O esquema dos carros roubados

Entre janeiro e agosto de 2025, foram registrados 193 mil carros roubados ou furtados no Rio de Janeiro. Metade foi “recuperada”.

A denúncia: empresas de rastreamento como Atena Zeg atuam em conluio com policiais. Funciona assim: após o acionamento da cobertura do seguro, os carros são devolvidos em troca de comissões. Um ciclo lucrativo para todos os envolvidos — exceto para a vítima e a sociedade. E que encarece substancialmente o preço dos seguros na cidade.

A falência institucional

O que emerge desse relato não são casos isolados de corrupção, mas um quadro sistêmico de captura do Estado. Não se trata de alguns políticos corruptos ou policiais venais — trata-se de uma aliança estrutural entre crime organizado, empresariado, política e setores do Judiciário e do Ministério Público.

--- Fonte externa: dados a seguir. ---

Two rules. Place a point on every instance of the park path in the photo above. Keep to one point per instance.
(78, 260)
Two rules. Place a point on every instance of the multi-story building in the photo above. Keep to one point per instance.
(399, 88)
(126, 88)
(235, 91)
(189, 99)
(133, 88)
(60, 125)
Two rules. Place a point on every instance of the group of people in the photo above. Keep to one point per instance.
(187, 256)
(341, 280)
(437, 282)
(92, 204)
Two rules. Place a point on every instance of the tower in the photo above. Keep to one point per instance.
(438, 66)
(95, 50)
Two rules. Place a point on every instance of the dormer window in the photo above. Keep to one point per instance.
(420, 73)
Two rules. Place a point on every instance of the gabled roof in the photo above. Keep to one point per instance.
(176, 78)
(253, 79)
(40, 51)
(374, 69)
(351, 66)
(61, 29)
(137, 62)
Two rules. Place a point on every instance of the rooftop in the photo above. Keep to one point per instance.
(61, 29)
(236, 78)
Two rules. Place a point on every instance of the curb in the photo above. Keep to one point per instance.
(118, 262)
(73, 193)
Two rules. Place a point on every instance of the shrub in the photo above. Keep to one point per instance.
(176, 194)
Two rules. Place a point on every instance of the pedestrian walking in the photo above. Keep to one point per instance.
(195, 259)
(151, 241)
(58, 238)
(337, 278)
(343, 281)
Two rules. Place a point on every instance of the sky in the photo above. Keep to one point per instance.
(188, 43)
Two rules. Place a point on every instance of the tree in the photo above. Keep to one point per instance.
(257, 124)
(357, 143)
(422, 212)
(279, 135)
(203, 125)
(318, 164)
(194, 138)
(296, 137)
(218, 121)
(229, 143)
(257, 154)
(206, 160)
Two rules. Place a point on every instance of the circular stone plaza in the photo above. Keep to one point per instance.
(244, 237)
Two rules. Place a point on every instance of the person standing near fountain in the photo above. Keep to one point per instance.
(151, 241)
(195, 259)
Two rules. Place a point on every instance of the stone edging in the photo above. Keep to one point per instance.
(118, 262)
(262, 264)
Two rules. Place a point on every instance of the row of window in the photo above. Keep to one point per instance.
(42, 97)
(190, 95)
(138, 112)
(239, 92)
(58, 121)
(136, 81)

Quando um chefe de milícia prefere a prisão federal ao convívio com as autoridades estaduais, quando oficiais do Exército negociam armas roubadas com traficantes sem prender ninguém, quando metade de uma Assembleia Legislativa está comprometida com o crime — não estamos diante de desvios. Estamos diante de um sistema.

Um sistema que se autopreserva, que coopta ou elimina quem o ameaça, que transforma instituições republicanas em ferramentas de proteção mútua entre poderosos e criminosos.

O Rio de Janeiro não enfrenta uma crise de segurança pública. Enfrenta a dissolução do próprio Estado de Direito.